Missing intervals after Hadoop ingestion

Hey,

After a few day-per-day hadoop ingestion tuning (using the CLI index hadoop), I decided to import my data month by month. No problem in the MapReduce phase, all went smooth, and data were properly generated for the whole month in HDFS:

1.4 K 2016-08-20 16:26 /tmp/hadoop_output/ds/20160701T000000.000Z_20160701T060000.000Z/batch-one-month/0/descriptor.json

284.6 M 2016-08-20 16:26 /tmp/hadoop_output/ds/20160701T000000.000Z_20160701T060000.000Z/batch-one-month/0/index.zip

Some segments were up to the GB (btw I forced numShards=1).

So, I’ve checked /druid/coordinator/v1/metadata/datasources/ds/segments and I can see all the new segments. Meaning they are just not loaded into Druid.
My historicals are at 40% percentUsed. My RT nodes are also waiting for handoff for segments now. Definitely something with the coordinator or historicals. I’ll keep looking.

I had a logging issue on the historical nodes, it’s now fixed. Thanks to this, i saw those errors:

io.druid.segment.loading.SegmentLoadingException: Exception loading segment[xxx]
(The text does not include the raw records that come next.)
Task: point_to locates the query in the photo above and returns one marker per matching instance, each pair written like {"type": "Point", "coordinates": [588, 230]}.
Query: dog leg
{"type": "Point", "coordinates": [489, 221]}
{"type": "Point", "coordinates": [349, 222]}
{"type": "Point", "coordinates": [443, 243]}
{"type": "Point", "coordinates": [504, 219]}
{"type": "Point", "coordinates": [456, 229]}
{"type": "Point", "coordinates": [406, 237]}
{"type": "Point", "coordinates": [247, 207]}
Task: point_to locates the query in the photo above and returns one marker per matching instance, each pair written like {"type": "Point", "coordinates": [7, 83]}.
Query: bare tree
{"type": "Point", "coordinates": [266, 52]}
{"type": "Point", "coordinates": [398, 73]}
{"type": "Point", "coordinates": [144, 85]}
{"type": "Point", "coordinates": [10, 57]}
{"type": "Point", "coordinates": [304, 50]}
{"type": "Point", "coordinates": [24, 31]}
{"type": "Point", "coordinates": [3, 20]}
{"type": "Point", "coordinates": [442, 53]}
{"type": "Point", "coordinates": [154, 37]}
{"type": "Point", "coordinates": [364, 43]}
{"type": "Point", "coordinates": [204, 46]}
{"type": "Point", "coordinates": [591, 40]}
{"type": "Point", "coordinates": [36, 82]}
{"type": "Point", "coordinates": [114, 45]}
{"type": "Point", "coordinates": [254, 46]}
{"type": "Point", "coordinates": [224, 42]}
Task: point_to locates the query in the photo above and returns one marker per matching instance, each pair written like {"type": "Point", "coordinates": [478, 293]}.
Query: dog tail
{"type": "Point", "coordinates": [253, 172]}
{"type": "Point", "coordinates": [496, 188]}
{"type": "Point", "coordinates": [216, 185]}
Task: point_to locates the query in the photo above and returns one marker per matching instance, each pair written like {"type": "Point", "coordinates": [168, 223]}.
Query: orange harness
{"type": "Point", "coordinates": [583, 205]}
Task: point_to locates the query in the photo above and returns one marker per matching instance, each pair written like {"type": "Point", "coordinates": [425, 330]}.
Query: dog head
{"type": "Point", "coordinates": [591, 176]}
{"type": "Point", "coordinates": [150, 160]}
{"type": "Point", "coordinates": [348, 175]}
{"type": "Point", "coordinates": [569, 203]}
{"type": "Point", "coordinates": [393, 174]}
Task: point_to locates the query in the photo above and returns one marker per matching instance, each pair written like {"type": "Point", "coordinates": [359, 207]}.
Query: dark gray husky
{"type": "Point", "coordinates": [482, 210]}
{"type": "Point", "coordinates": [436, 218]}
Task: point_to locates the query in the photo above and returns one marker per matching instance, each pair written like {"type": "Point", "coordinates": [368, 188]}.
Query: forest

Caused by: com.metamx.common.ISE: Segment[xxx:1,085,728,955] too large for storage[/opt/druid-segment-cache:481].

The coordinator was asking the hist node to load it and displays a simple “done processing” in its logs, although the hist node denied the requests with those errors.
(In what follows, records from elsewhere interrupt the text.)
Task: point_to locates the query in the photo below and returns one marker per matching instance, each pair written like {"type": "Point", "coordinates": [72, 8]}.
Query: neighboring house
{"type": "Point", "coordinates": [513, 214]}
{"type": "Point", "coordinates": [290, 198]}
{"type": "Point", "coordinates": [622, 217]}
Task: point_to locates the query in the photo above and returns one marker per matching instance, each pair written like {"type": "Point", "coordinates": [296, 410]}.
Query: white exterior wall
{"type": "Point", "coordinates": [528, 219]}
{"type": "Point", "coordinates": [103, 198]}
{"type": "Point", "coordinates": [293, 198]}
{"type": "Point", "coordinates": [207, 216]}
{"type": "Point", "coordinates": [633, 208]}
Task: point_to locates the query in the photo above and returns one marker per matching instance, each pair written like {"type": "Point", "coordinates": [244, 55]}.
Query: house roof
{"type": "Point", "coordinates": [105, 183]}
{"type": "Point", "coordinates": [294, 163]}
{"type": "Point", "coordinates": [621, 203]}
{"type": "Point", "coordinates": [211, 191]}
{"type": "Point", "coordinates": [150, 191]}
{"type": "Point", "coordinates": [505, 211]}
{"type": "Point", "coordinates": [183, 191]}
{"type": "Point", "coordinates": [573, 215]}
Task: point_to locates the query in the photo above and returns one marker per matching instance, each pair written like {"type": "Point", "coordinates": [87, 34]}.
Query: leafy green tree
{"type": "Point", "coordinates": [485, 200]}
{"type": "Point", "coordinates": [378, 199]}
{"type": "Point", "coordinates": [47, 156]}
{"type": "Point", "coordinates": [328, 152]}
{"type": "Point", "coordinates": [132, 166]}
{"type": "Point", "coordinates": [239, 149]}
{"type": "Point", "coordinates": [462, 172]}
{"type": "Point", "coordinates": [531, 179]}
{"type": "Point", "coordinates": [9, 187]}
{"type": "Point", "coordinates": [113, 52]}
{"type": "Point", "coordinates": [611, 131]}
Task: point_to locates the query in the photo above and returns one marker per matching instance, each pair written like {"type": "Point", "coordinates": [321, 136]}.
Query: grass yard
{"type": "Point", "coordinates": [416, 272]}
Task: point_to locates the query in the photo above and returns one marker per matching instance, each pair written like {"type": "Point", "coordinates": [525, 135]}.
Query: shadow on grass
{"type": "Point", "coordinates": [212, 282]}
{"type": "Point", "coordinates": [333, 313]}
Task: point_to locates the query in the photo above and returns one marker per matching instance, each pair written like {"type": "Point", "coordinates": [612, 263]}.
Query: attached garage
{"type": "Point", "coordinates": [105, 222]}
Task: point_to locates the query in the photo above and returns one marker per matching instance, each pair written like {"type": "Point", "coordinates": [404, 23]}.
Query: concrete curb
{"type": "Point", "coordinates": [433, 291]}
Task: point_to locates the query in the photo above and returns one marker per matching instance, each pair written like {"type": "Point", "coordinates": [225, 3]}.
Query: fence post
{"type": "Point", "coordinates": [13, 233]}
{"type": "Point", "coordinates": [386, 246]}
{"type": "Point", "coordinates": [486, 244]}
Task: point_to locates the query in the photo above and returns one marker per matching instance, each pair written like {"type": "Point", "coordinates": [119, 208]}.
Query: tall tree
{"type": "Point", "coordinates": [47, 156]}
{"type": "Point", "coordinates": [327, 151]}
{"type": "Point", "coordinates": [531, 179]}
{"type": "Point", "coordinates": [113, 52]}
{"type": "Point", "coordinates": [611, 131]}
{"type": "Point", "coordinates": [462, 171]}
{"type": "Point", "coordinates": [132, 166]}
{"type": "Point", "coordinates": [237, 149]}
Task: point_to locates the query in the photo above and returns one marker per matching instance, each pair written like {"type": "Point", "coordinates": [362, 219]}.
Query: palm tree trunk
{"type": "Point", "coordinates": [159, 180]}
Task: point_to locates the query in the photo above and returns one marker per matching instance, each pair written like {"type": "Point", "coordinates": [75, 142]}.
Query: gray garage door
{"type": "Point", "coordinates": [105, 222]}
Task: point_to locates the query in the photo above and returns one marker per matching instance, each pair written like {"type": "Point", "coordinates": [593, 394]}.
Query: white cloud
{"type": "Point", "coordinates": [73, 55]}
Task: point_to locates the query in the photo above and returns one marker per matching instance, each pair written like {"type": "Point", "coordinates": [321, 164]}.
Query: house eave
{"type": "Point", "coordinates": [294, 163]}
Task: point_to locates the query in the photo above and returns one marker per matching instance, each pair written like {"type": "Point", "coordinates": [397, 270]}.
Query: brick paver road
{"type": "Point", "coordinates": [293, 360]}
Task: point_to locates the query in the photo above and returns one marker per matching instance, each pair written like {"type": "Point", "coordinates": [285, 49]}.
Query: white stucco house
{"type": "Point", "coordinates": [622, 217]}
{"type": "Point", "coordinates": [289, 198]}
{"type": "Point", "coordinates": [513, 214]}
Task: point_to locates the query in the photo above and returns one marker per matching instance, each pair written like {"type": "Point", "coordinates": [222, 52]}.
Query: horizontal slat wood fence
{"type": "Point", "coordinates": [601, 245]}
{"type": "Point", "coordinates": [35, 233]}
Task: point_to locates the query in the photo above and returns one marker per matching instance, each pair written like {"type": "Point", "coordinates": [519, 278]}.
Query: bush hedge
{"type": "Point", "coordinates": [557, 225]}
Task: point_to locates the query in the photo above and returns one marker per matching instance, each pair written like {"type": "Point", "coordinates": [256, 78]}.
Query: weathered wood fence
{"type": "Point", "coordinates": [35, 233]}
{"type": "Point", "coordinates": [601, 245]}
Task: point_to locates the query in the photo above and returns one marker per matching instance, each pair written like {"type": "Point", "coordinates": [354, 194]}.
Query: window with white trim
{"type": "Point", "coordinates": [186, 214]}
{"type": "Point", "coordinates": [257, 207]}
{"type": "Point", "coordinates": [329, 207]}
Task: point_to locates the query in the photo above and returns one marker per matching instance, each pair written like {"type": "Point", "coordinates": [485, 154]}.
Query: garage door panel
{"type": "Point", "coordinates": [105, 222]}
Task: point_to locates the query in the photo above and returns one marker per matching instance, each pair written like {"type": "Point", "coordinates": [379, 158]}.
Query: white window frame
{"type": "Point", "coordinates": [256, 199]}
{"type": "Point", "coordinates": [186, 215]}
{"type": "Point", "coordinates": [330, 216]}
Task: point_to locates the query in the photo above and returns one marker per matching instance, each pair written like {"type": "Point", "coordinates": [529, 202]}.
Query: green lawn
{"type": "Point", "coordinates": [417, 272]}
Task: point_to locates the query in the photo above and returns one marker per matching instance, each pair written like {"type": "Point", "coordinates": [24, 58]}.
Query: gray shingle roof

Anyway, druid.segmentCache.locations storage is sized at 200GB. I have 2 historical nodes, ie: 400GB.

Question: I don’t understand why the hist nodes can’t just drop some of its content to load queried data ? (it’s a cache right ? data are already on hdfs)

All right, I think I get it now. Druid won’t drop the data by itself. I need to add some drop rules if I want to.
But if I want to be able to query a whole year of data with only 2 historical nodes for instance, I need to have either a lot of space for druid.segmentCache.locations, or I have to reduce the granularity of the segments (for them to take less size, so they can be loaded on the historical nodes).
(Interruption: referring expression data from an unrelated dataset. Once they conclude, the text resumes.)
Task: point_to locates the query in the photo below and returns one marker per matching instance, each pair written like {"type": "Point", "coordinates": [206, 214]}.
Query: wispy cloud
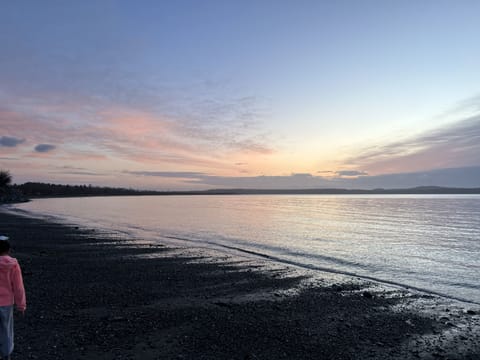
{"type": "Point", "coordinates": [453, 145]}
{"type": "Point", "coordinates": [10, 141]}
{"type": "Point", "coordinates": [454, 177]}
{"type": "Point", "coordinates": [44, 148]}
{"type": "Point", "coordinates": [351, 173]}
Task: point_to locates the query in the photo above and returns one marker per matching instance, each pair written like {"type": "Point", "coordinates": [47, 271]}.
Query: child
{"type": "Point", "coordinates": [11, 292]}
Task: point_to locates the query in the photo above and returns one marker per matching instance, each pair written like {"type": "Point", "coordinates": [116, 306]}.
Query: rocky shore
{"type": "Point", "coordinates": [92, 295]}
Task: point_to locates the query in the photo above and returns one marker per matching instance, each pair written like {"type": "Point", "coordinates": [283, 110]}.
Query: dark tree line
{"type": "Point", "coordinates": [36, 189]}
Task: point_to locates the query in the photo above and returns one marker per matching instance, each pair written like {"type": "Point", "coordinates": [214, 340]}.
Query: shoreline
{"type": "Point", "coordinates": [92, 295]}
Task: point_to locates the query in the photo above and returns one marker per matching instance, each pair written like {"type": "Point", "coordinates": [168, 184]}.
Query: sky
{"type": "Point", "coordinates": [190, 95]}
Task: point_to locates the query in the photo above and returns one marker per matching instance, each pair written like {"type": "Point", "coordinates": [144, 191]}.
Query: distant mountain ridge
{"type": "Point", "coordinates": [34, 189]}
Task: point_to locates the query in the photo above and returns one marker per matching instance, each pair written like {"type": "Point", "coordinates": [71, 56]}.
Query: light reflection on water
{"type": "Point", "coordinates": [426, 241]}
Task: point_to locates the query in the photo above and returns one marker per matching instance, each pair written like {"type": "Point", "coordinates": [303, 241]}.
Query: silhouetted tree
{"type": "Point", "coordinates": [5, 178]}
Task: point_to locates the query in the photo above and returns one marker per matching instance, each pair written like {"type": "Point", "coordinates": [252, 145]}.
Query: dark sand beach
{"type": "Point", "coordinates": [93, 295]}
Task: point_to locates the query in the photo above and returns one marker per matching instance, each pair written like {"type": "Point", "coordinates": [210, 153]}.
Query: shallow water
{"type": "Point", "coordinates": [430, 242]}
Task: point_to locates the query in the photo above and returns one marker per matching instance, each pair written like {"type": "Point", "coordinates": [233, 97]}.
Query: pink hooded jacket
{"type": "Point", "coordinates": [11, 283]}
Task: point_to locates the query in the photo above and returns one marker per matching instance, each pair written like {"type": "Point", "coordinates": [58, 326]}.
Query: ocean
{"type": "Point", "coordinates": [427, 242]}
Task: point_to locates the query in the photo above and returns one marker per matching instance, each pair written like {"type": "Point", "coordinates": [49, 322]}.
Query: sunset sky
{"type": "Point", "coordinates": [208, 94]}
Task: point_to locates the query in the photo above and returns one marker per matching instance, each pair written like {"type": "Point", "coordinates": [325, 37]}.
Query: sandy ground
{"type": "Point", "coordinates": [93, 295]}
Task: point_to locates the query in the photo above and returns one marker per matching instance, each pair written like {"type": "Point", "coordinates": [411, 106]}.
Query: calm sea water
{"type": "Point", "coordinates": [426, 242]}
If I’m wrong, please correct me.

Anyway, thanks, and sorry for the monologue. :slight_smile:

Hi Stephane,

Do you have enough capacity to load all the segments into Druid? Are there any exceptions about why certain segments may not be able to be loaded?

Historical nodes must download segments locally in order to serve them. Downloading on-demand from deep storage introduces too much overhead.